Beyond meat, is healthier than beef

How new plant-based burgers are compared to beef

If you want to go without meat, a new era of options has dawned. Beyond Meat and Impossible Foods are among the companies contending for the massive U.S. meat-eaters market by mimicking the taste of beef more closely than vegetarian patties of the past. Others are working on growing meat in laboratories.

So are the plant-based tarts better for you or the planet? Here's what you might want to know before taking a bite:

Are you healthier?

As with many questions about nutrition, it comes down to it. For better or worse, patties made from Beyond Meat and Impossible Foods can be nutritionally similar to beef.

Beyond meat, the 4-ounce patty is listed as 270 calories while Impossible Foods' is listed as 240 calories. The nutritional profile of ground beef can vary, but a similarly sized 80% lean meat patty has around 290 calories.

The protein content is about the same while other nutrients vary. Some may like that the plant-based patties have fiber, but don't like that they are higher in sodium.

For the general diet, how the patties are served could be more important, be it at Burger King, White Castle, or elsewhere.

At Umami Burger in New York, for example, a burger with two impossible patties, cheese, and fixations exceeds 1,000 calories. Few would consider it healthy, especially when served with french fries and a lemonade.

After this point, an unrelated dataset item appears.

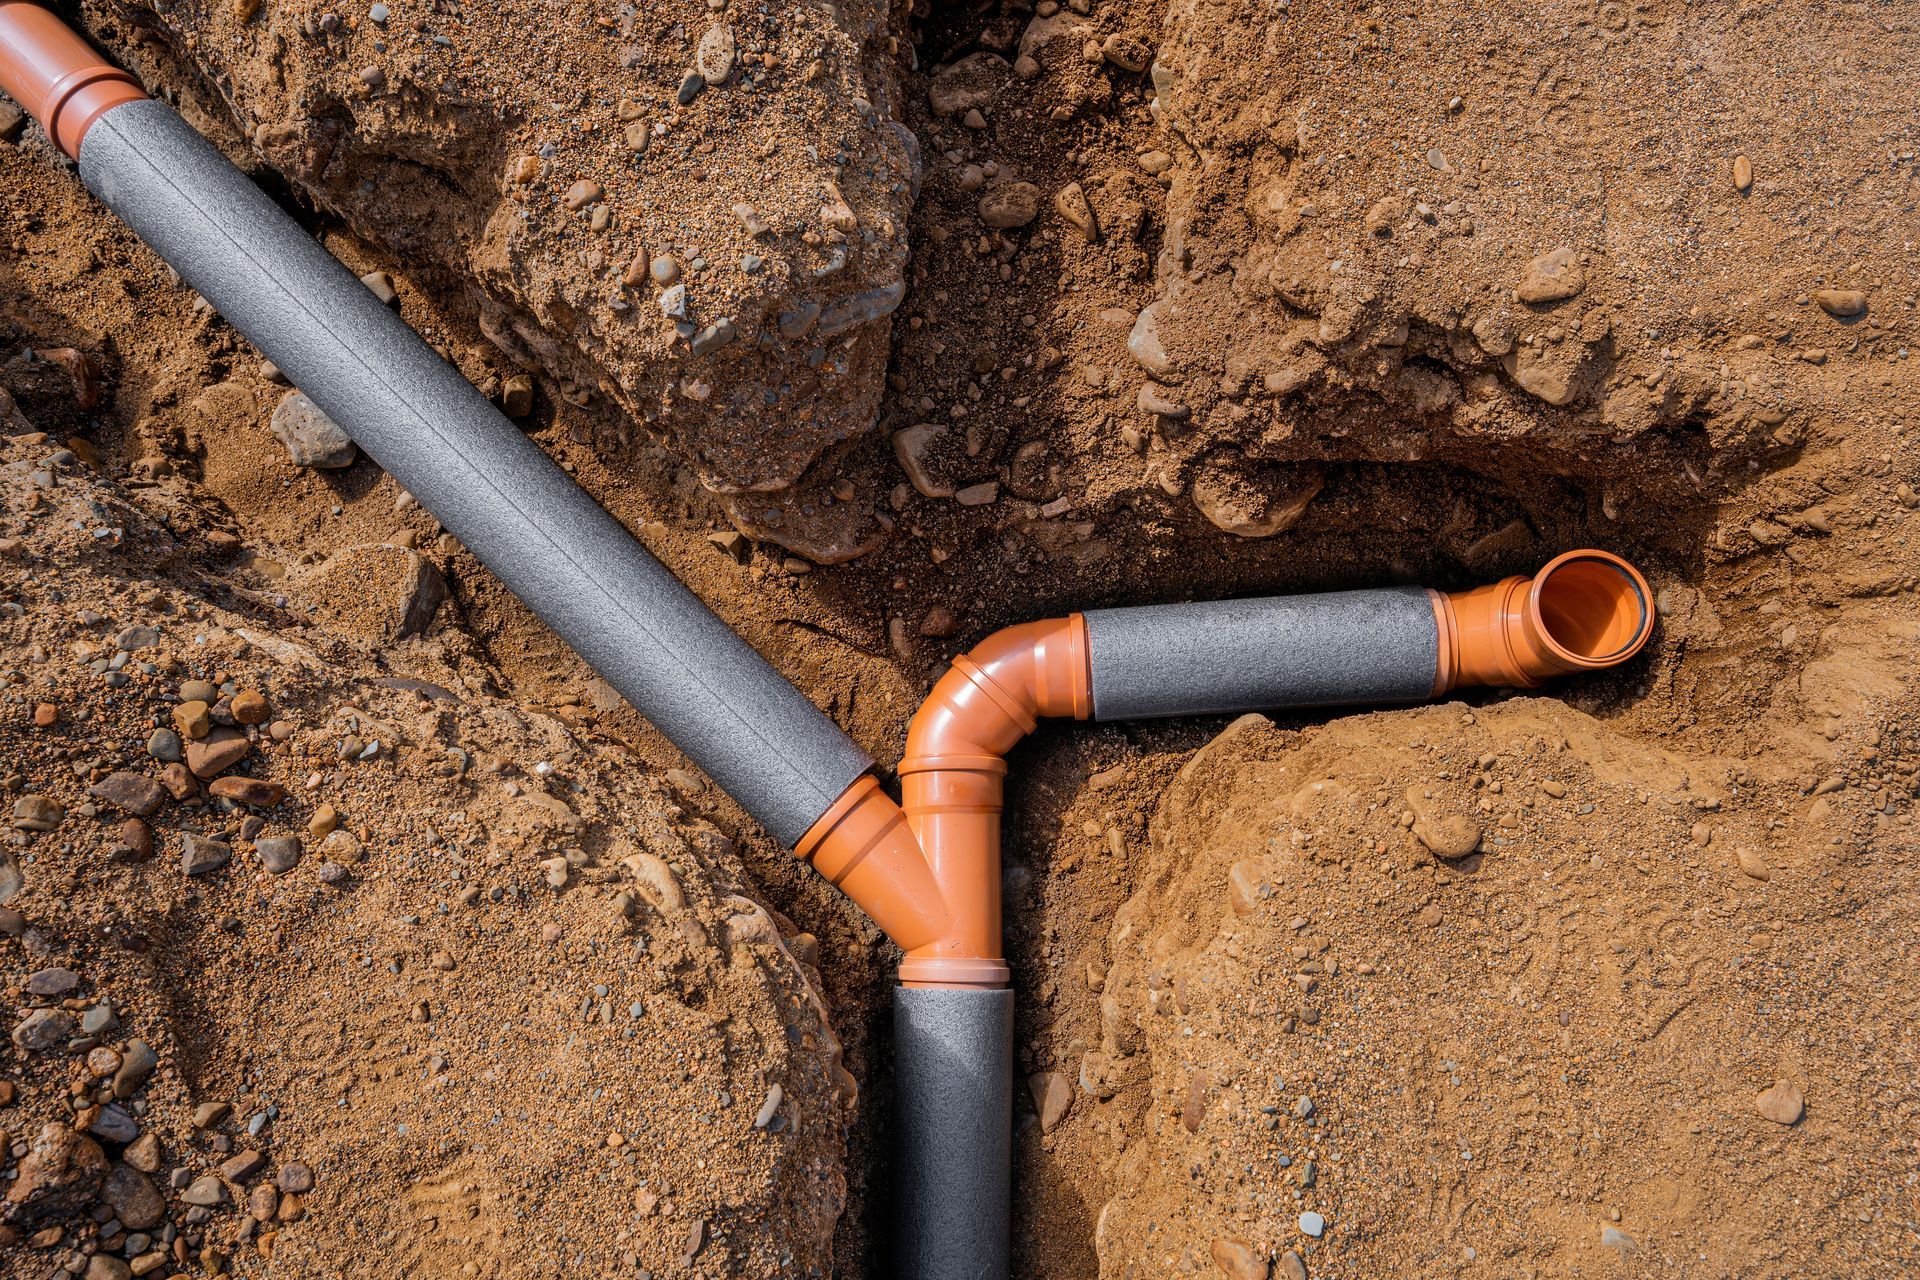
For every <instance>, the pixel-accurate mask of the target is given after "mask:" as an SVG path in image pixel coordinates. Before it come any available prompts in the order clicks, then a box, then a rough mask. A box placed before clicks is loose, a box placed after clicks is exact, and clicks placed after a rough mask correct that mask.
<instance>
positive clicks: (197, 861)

"People will think that these are not only better but also healthy," said Yoni Freedhoff, an obesity expert at the University of Ottawa.

Neither can people realize that the saturated fat content can be anything like beef burgers, he said.

What's in them?

Beyond Meat ingredients include pea protein and rapeseed oil. Impossible Food's patties contain soy protein and coconut oil. Impossible says its patties have a taste and hue similar to beef, in part because of soy leghemoglobin, a protein the company makes by genetically altering the yeast.

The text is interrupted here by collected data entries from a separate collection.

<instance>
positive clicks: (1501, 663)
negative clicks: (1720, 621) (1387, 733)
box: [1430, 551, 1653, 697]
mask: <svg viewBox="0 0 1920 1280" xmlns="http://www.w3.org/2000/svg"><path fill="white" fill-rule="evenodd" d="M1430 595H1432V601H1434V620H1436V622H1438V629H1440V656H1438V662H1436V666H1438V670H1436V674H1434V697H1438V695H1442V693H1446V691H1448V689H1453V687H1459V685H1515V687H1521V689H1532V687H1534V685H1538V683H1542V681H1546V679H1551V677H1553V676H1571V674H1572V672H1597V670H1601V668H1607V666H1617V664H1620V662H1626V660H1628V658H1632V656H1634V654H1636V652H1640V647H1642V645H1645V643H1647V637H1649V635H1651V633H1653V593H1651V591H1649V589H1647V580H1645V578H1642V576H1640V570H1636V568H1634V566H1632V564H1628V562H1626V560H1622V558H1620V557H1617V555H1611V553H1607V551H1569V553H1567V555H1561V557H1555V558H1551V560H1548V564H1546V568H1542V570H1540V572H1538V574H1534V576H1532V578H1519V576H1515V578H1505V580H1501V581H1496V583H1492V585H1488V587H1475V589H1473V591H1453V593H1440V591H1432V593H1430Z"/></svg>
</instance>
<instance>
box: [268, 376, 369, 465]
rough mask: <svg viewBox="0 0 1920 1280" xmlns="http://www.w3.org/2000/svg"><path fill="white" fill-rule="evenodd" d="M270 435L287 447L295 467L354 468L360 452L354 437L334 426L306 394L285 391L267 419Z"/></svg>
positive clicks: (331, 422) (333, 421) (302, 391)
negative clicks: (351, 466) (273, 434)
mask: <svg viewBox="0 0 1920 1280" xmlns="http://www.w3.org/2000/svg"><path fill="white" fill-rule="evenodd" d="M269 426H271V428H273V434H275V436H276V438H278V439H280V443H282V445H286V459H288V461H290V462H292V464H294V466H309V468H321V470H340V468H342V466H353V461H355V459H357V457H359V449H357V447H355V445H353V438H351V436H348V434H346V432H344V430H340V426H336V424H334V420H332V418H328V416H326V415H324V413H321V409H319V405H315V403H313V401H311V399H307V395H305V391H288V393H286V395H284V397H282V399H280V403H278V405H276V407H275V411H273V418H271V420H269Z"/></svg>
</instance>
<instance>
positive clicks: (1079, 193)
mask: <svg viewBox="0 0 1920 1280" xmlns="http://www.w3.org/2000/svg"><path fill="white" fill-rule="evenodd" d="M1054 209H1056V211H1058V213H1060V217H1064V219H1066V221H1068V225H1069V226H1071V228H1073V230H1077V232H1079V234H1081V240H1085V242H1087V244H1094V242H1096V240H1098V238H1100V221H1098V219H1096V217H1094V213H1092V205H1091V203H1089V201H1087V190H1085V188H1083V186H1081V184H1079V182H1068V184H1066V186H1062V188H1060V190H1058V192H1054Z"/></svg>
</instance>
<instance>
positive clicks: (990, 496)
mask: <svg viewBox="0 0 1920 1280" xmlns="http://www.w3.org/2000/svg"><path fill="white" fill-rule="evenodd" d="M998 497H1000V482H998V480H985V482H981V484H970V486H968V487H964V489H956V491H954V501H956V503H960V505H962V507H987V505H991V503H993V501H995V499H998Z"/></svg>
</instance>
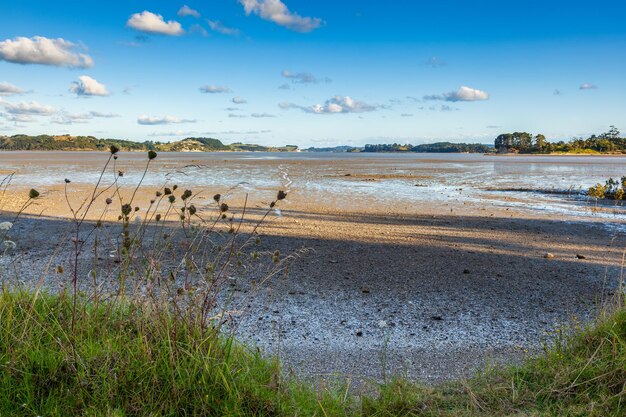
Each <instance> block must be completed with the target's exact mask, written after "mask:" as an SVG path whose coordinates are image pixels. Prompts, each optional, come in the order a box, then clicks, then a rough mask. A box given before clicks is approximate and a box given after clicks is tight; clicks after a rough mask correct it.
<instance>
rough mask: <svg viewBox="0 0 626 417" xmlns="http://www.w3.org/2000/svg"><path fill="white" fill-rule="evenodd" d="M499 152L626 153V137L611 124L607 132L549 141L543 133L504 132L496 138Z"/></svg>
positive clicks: (552, 152)
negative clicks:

The meat industry appeals to people who prefer simpler ingredient lists.

"A beef patty is a natural ingredient: beef," says the North American Meat Institute, which represents meat manufacturers.

How do they taste

Taste is subjective, but reviews generally say that Beyond Meat and Impossible Burgers taste similar to meat.

Christian Acosta, who works in New York, said he has eaten the impossible burger several times and cannot tell the difference.

"It tastes just like meat," he said, standing in line to get the burger for lunch.

In contrast to a steak, differences in taste between beef and the plant-based burgers can be masked by rolls, cheese and toppings. Both Beyond Meat and Impossible Foods have updated their recipes too, and can continue to do so to become even more like meat.

How much do they cost

The idea is that Beyond and Impossible Burgers end up costing the same or less than beef. For now, expect to pay more.

At a Whole Foods in New York, two Beyond Meat patties cost $ 5.99, about twice as much as two ground beef patties. Impossible burgers aren't available in the grocery store just yet. But at a bareburger restaurant in New York, it costs an extra $ 3 for one of the plant-based patties.

Are They Better For The Earth?

Beef is considered polluting because of the resources needed to grow crops to feed cows. Cows also produce the greenhouse gas methane, mostly by belching.

While grazing animals can play a positive role in the ecosystem, most animals in the US are not raised that way, said Christopher Field, who works at the Stanford Woods Institute for the Environment and knows the founder of Impossible Foods. But he noted that people don't have to go without meat entirely to make a difference, and that pork and chicken have much smaller environmental footprints than beef.

What's next?

On the horizon is meat grown in laboratories by cultivating animal cells, but it will be some time before people get a taste of it.

Right now, the solutions used to help cells grow are expensive and limited as they are primarily made for medical therapy purposes, said Bruce Friedrich, executive director of the Good Food Institute, which advocates meat alternatives.

However, regulators have taken notice and the meat industry is watching and mobilizing to "protect beef nomenclature".

Beyond Meat's debut as a public company could confirm the concerns of the meat industry. Years ago, a beef group listed Beyond Meat as a topic to watch, according to the Associated Press public record.